Here we load the HIDDEN flag mask into a temporary, and perform a logical AND which will help use determine if the word is hidden or not. If it’s hidden, we’ll skip it and load the previous word linked in the dictionary before looping back to the lookup function:

lookup_next:
    lw a1, 0(a1)               # follow link to next word in dict
    j lookup

Notice we’re loading from offset 0 this time, which is the link (side note: offset +8 would be the codeword, which we’ll use later).

Assuming our word was not hidden, we’ll then remove the top 3 bits using the inverted 3-bit flags mask. This way we’ll only compare a word based on the remaining length + hash (5 + 24 bits):

    # remove the 3-bit flags using a mask
    li t1, ~FLAGS_MASK         # load the inverted 3-bit flags mask into temporary
    and t0, t0, t1             # ignore flags when comparing the hashes
    beq t0, a0, lookup_done    # done if the hashes match

And if the hashes match, then we can return from the function:

lookup_done:
    ret

Otherwise, it’ll continue to lookup_next. That’s all for our lookup function!

Execute or compile

The final step is to decide if we want to execute the word, or compile it. The way sectorforth handles that is to load the IMMEDIATE flag from the word, and the STATE variable, and then perform a logical OR, then decrement that result by 1. If the final result is 0 then we compile, otherwise we execute. Here’s the truth table borrowed from sectorforth:

        ; IMMEDIATE     STATE         OR   ACTION
        ;   0000000   0000000   00000000   Interpret
        ;   0000000   0000001   00000001   Compile
        ;   1000000   0000000   10000000   Interpret
        ;   1000000   0000001   10000001   Interpret

So let’s return to our process_token function, right after we call lookup, we’ll check if the word has the IMMEDIATE flag set:

    # check if the word is immediate
    lw t0, 4(a1)            # load the hash of the found word into temporary
    li t1, F_IMMEDIATE      # load the IMMEDIATE flag into temporary
    and t0, t0, t1          # read the status of the immediate flag bit

Here we loaded the hash of the found word (again, at offset +4), and performed a logical AND with the IMMEDIATE flag mask.

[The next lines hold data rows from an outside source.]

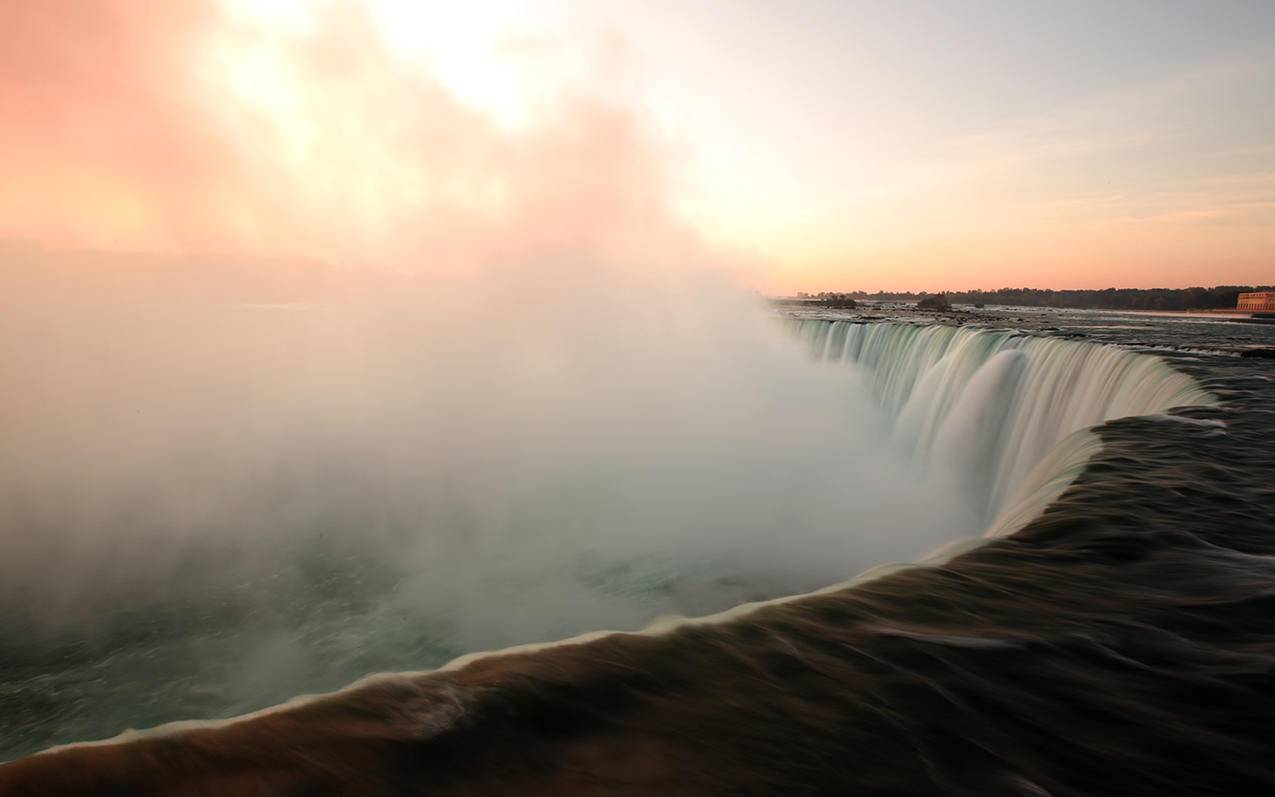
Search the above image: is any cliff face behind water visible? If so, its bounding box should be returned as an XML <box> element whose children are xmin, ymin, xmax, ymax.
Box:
<box><xmin>0</xmin><ymin>307</ymin><xmax>1275</xmax><ymax>794</ymax></box>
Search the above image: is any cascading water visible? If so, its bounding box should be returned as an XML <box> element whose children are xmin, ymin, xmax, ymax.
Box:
<box><xmin>791</xmin><ymin>319</ymin><xmax>1215</xmax><ymax>534</ymax></box>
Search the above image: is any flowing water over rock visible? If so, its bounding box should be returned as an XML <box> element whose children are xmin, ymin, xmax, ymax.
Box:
<box><xmin>0</xmin><ymin>311</ymin><xmax>1275</xmax><ymax>794</ymax></box>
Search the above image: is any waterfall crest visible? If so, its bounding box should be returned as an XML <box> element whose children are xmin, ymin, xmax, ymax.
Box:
<box><xmin>791</xmin><ymin>319</ymin><xmax>1215</xmax><ymax>534</ymax></box>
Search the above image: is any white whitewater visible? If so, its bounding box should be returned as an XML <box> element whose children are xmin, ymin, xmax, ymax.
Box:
<box><xmin>792</xmin><ymin>319</ymin><xmax>1215</xmax><ymax>534</ymax></box>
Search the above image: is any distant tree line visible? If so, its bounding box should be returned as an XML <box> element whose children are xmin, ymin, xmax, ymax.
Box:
<box><xmin>797</xmin><ymin>286</ymin><xmax>1275</xmax><ymax>310</ymax></box>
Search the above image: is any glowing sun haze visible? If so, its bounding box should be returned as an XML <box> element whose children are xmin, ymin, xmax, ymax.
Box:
<box><xmin>0</xmin><ymin>0</ymin><xmax>1275</xmax><ymax>292</ymax></box>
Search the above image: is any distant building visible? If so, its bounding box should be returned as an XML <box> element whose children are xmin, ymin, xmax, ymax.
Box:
<box><xmin>1235</xmin><ymin>291</ymin><xmax>1275</xmax><ymax>312</ymax></box>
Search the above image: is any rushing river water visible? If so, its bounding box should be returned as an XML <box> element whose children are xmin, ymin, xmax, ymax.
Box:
<box><xmin>0</xmin><ymin>300</ymin><xmax>1275</xmax><ymax>793</ymax></box>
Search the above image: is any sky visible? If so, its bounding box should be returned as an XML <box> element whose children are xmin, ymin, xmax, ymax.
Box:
<box><xmin>0</xmin><ymin>0</ymin><xmax>1275</xmax><ymax>293</ymax></box>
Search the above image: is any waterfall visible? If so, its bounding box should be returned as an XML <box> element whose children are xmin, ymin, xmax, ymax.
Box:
<box><xmin>791</xmin><ymin>319</ymin><xmax>1215</xmax><ymax>534</ymax></box>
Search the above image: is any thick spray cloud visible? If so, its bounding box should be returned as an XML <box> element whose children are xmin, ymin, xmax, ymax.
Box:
<box><xmin>0</xmin><ymin>3</ymin><xmax>972</xmax><ymax>733</ymax></box>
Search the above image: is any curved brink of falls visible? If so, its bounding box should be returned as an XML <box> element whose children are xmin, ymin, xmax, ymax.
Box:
<box><xmin>0</xmin><ymin>321</ymin><xmax>1244</xmax><ymax>794</ymax></box>
<box><xmin>791</xmin><ymin>319</ymin><xmax>1216</xmax><ymax>536</ymax></box>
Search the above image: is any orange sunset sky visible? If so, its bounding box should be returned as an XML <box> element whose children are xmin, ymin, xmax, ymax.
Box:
<box><xmin>0</xmin><ymin>0</ymin><xmax>1275</xmax><ymax>293</ymax></box>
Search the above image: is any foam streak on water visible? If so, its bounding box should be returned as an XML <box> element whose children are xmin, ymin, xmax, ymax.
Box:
<box><xmin>791</xmin><ymin>319</ymin><xmax>1215</xmax><ymax>533</ymax></box>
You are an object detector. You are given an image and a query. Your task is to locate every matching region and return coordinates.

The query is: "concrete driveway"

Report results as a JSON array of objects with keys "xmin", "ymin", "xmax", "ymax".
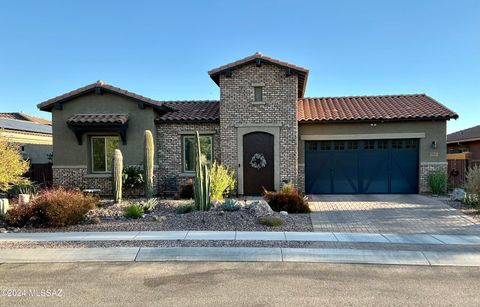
[{"xmin": 310, "ymin": 194, "xmax": 480, "ymax": 235}]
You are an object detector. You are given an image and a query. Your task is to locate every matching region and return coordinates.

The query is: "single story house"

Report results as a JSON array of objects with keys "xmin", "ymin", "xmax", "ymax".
[
  {"xmin": 38, "ymin": 53, "xmax": 458, "ymax": 195},
  {"xmin": 447, "ymin": 125, "xmax": 480, "ymax": 166},
  {"xmin": 0, "ymin": 112, "xmax": 53, "ymax": 164}
]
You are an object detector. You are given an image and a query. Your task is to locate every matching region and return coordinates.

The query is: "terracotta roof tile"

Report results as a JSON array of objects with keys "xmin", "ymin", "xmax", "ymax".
[
  {"xmin": 0, "ymin": 112, "xmax": 52, "ymax": 125},
  {"xmin": 297, "ymin": 94, "xmax": 458, "ymax": 122},
  {"xmin": 37, "ymin": 81, "xmax": 172, "ymax": 111},
  {"xmin": 447, "ymin": 125, "xmax": 480, "ymax": 143},
  {"xmin": 67, "ymin": 114, "xmax": 128, "ymax": 125},
  {"xmin": 157, "ymin": 100, "xmax": 220, "ymax": 122}
]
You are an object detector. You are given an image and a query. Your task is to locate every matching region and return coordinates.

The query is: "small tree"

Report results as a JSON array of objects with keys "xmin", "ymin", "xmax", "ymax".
[{"xmin": 0, "ymin": 135, "xmax": 29, "ymax": 191}]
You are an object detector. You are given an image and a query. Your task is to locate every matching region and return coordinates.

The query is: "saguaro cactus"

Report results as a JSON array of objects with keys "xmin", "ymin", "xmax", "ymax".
[
  {"xmin": 143, "ymin": 130, "xmax": 155, "ymax": 198},
  {"xmin": 112, "ymin": 149, "xmax": 123, "ymax": 203},
  {"xmin": 194, "ymin": 131, "xmax": 210, "ymax": 211}
]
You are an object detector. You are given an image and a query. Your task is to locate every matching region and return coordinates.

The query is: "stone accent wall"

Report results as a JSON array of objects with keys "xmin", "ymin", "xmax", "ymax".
[
  {"xmin": 52, "ymin": 167, "xmax": 158, "ymax": 197},
  {"xmin": 220, "ymin": 64, "xmax": 298, "ymax": 192},
  {"xmin": 157, "ymin": 123, "xmax": 222, "ymax": 193},
  {"xmin": 419, "ymin": 162, "xmax": 448, "ymax": 193}
]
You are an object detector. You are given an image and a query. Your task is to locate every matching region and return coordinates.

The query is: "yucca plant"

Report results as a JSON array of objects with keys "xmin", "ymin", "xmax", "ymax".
[
  {"xmin": 193, "ymin": 131, "xmax": 210, "ymax": 211},
  {"xmin": 112, "ymin": 149, "xmax": 123, "ymax": 203},
  {"xmin": 143, "ymin": 130, "xmax": 155, "ymax": 198}
]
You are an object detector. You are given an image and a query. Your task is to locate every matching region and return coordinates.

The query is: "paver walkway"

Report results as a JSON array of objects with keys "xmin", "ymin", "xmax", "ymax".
[{"xmin": 310, "ymin": 195, "xmax": 480, "ymax": 234}]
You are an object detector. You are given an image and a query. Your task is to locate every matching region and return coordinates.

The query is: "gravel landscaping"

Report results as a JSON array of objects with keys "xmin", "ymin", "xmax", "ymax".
[{"xmin": 3, "ymin": 199, "xmax": 313, "ymax": 232}]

Next we’ll load the STATE variable:

    # load the STATE variable value
    li t1, STATE            # load the address of the STATE variable into temporary
    lw t1, 0(t1)            # load the current state into a temporary

And finally we make our decision:

    # decide if we want to execute or compile the word
    or t0, t0, t1           # logical OR the immediate flag and state
    addi t0, t0, -1         # decrement the result by 1
    beqz t0, compile        # compile the word if the result is 0

Closing thoughts

I think the NEXT macro might be broken, since I haven’t reviewed it at all since it was first written in 2021. In the next session I’ll start with reviewing the NEXT macro, and then focus on compiling and executing code. I’ll also write a short test routine to test the lookup function.